Spectral processing using spectral binning
tar_spectral_binning.Rd
Targets for spectral processing of FIE-HRMS data using spectral binning.
Usage
tar_spectral_binning(
name,
mzML = NULL,
sample_info = NULL,
parameters = NULL,
plots = c("chromatogram", "fingerprint", "TIC", "purity_dist", "centrality_dist"),
verbose = TRUE,
summary = TRUE,
export_path = "exports/spectral_processing"
)
Arguments
- name
Symbol. The name for the collection of targets. This serves as a prefix for target names.
- mzML
A character vector of mzML data file paths. If
NULL
, target input will be expected from an existing target. See details.- sample_info
A tibble containing the sample information.
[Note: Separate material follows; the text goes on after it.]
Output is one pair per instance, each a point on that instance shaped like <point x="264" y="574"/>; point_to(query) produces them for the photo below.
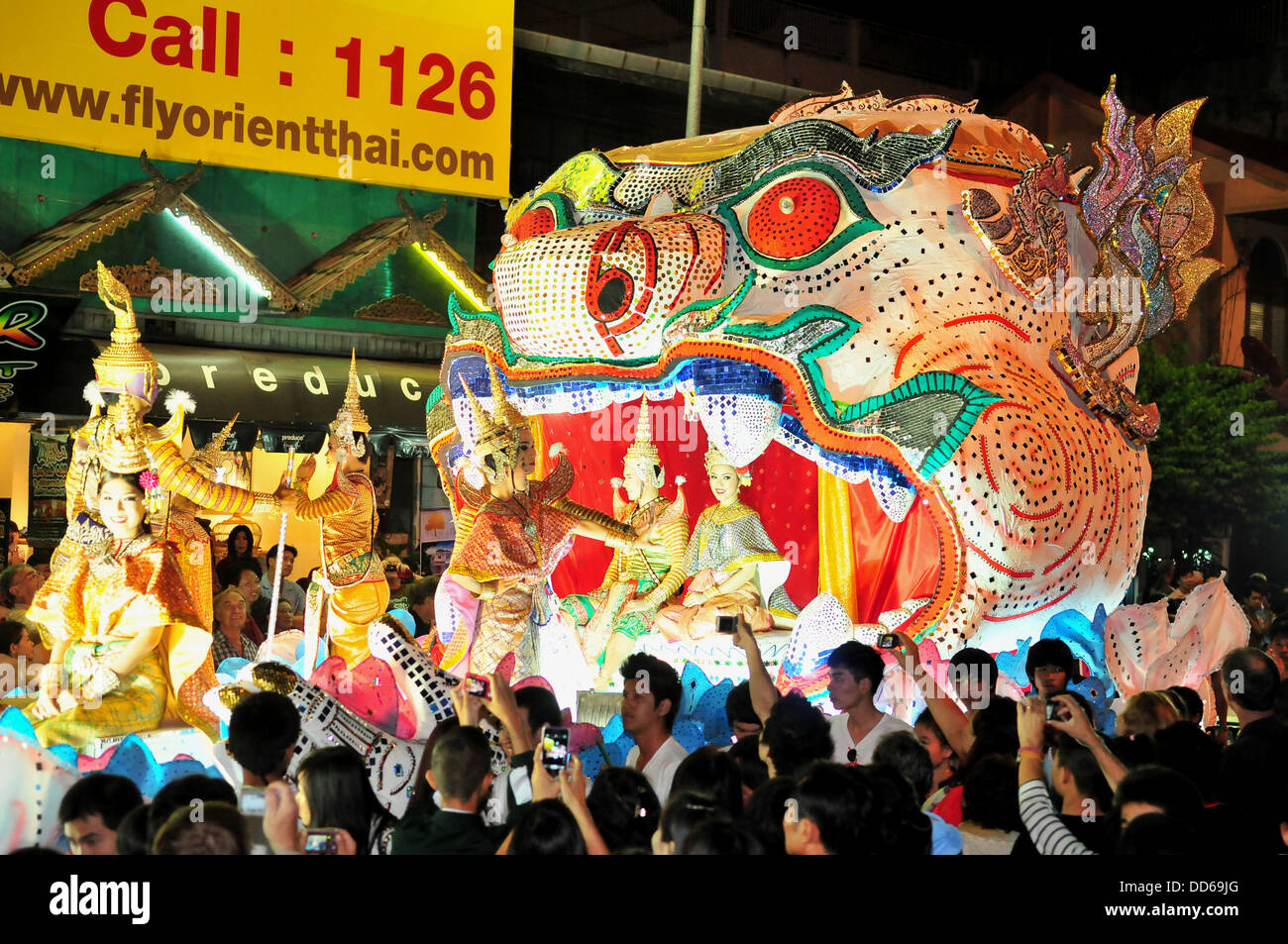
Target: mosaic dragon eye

See details for the specifications. If
NULL
, target input will be expected from an existing target. See details.- parameters
S4 object of class
BinParameters
. IfNULL
,binneR::detectParameters()
will be used to detect the spectral binning parameters automatically..- plots
A character vector of plot types. Set to
NULL
to skip all plots.- verbose
Show spectral processing console output.
- summary
Boolean. Include additional summary targets.
- export_path
Destination path of export files. Set to
NULL
to skip exports.
Details
Specifying arguments mzML
and sample_info
as NULL
enables the use of one of the data file and sample information from one of the input target factories, tar_input_file_path()
, tar_input_grover()
or tar_input_piggyback()
. See the example using tar_input_piggyback()
below.
Examples
if (FALSE) {
## Perform spectral binning by specifying the file paths and sample information directly
targets::tar_dir({
targets::tar_script({
library(hrmtargets)
file_paths <- metaboData::filePaths('FIE-HRMS','UrineTechnical',
ask = FALSE)
sample_info <- metaboData::runinfo('FIE-HRMS','UrineTechnical',
ask = FALSE)
list(
tar_spectral_binning(example,
mzML = file_paths,
sample_info = sample_info)
)
})
targets::tar_make()
targets::tar_read(example_results_spectral_processing)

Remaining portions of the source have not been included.